I think families are pretty amazing. Infuriating, suffocating, unreasonable sometimes traumatic and damaging but then sometimes – just amazing. Had a really happy family day today and am reminded to count my blessings. (and the silver teaspoons once they’re gone…only joking guys)
(What do you mean Asda teaspoons, 38p for 4, aren’t sterling silver?)
My daughter has had another wonderful, centre-of-attention, lots of chocolate kind of day and has gone to sleep troubled only by the thought there may be a dinosaur under the cot. I wish that was the extent of my night time worrying.
and this is what happens when you turn your back…
I’m officially wiped out – disco really takes it out of you.. about to have a piece of the cake with a cup of tea… mmmm
I am feeling really happy. Normally I find children’s parties unbearably exhausting for a variety of complicated v. poor mental health reasons but this one was all friends and their children and hence – just lovely and laid back. Well actually quite loud and chaotic but in a non stressful way. I am a bit jittery after having to judge some games like musical statues…it’s their little hopeful faces – how can you declare anyone out? I always end up rewarding everyone which infuriates them because, lets face it , kids are savages – competitive ones.

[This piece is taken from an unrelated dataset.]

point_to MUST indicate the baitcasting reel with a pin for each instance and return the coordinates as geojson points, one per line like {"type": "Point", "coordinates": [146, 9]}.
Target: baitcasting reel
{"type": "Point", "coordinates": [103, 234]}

I plan to renew sewing tomorrow with a vengeance – I will finish Idas dress. I’ve made plans with some of my friends tonight to make clothes for the kids together. We have an informal sewing group with the kids after school on tuesdays and we’re going to do some clothes next – Zeph wants me to make him a waistcoat and I’ve had a lovely pinafore pattern in Ida’s size since she was born. Feel optimistic – nothing like doing a new thing with someone else to make you actually do it – and complete it.
That’s it – can write no more – the call of the cake is too strong!